President Barack Obama, marking the fifth anniversary of Hurricane Katrina in New Orleans Sunday, praised the city's resilience and pledged support for rebuilding "until the job is done."
He acknowledged that the famed jazz city, where at least 1,500 people died in the storm and its aftermath, was still in need of support, but said community efforts had ensured "New Orleans is blossoming once more."
"Together, we are helping to make New Orleans a place that stands for what we can do in America, not just for what we can't do," he said in a speech at the city's Xavier University.
Obama acknowledged that the storm, which brought waves of water that overcame levees carrying homes and residents away, "was a natural disaster, but also a man made catastrophe, a shameful breakdown in government."
But he pledged that the region, struggling with the long-term effects of the tragedy, the economic downturn and, most recently the Gulf of Mexico oil spill, would be able to rely on the administration for support.
"My administration is going to stand with you -- and fight alongside you -- until the job is done," he told a cheering crowd.
Long famed for its rich music scene and its easy-going spirit, New Orleans was plunged into chaos on August 29, 2005 when torrents of water broke through barriers and gushed in.
Although 1.4 million residents and visitors were ordered to evacuate as the monster storm approached, many could not or would not and were left stranded.
A lack of preparation and bungled coordination forced residents to take shelter in attics, and then break through their roofs to escape rising water.
Footage of desperate Americans, waving signs reading "Help Us," horrified people at home and abroad.

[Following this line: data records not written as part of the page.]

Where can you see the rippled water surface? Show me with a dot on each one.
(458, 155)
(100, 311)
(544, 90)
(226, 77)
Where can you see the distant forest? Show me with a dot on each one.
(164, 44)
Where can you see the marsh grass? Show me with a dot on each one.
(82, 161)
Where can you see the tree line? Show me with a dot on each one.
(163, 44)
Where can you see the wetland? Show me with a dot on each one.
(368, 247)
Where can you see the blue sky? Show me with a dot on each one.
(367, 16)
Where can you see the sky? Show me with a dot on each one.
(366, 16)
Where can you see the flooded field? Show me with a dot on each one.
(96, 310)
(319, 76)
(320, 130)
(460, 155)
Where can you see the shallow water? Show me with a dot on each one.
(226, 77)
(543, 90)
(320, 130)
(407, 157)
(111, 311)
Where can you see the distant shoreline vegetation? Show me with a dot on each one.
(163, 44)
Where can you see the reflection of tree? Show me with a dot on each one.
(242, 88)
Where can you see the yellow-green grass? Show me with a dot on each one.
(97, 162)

In the Lower Ninth Ward, the poorest part of the city, built in a basin and 99 percent black, bodies drifted lifelessly with the floodwater.

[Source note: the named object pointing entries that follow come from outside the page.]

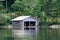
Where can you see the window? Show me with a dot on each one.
(32, 23)
(26, 23)
(26, 28)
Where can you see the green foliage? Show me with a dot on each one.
(47, 11)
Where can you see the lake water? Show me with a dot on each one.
(43, 34)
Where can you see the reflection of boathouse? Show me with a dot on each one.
(24, 24)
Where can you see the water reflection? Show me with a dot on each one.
(31, 35)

Many fled to the Superdome, the stadium where 10,000 people displaced by the hurricane had already sought refuge, but it too became cut off by the water.
And rescue services were overrun as the disaster that reached deep into neighboring Mississippi and Alabama unfolded, an entire region deprived of electricity, communications and drinking water.

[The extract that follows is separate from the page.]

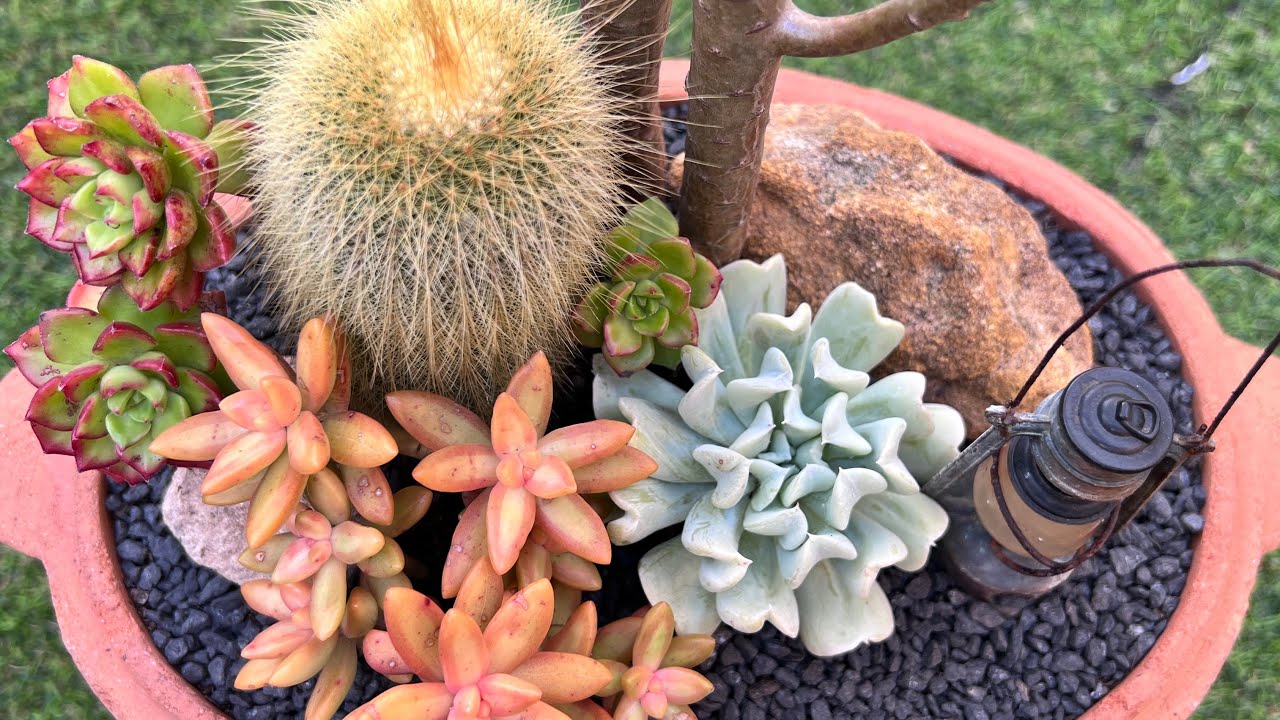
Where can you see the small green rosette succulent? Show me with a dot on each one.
(109, 381)
(647, 310)
(795, 477)
(122, 177)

Finally, the National Guard was deployed, and managed to restore a semblance of order, helping coordinate airlifts and bus evacuations that scattered survivors across the country.
Six days after disaster struck, the Superdome was finally emptied, but it took two months for the floodwaters to subside, and rescuers were still finding bodies more than six months later.
"New Orleans could have remained a symbol of destruction and decay; of a storm that came and the inadequate response that followed," Obama said Sunday.
"But it's a symbol of resilience, of community, of the fundamental responsibility we have for each other."
Ahead of Obama's arrival, the White House touted its commitment to the region, citing efforts to "cut through red tape," and help families still in temporary shelters find more permanent homes.
The administration said it had provided grants to bolster the local justice and health care systems, set up programs to improve handling of emergencies and rebuilt 220 miles (350 kilometers) of levees to pre-Katrina standards.
But many in the city question why the levees are being rebuilt to specifications that failed when Katrina struck.
And five years on, whole neighborhoods in The Big Easy remain abandoned to rot and ruin.
In the lower Ninth Ward, grass and wild plants surround concrete foundation slabs -- stone memorials of the houses that were washed away.
Five years ago, Robert Green was stranded on his roof. He lost his mother and his granddaughter to the floodwaters as the house broke apart underneath his feet.
He now lives in a house built by actor Brad Pitt's Make it Right foundation.
He would like to see the city claim the homes of those who have yet to return, even if that means changing the character of his historic neighborhood.
"The bottom line of it is, we need families, we need young life, young blood," said Green. "We could sit around and wait 20 years for people to come back, or we could realize and say 'So what? I have a Hispanic neighbor, a Vietnamese neighbor,' we've got to open it up."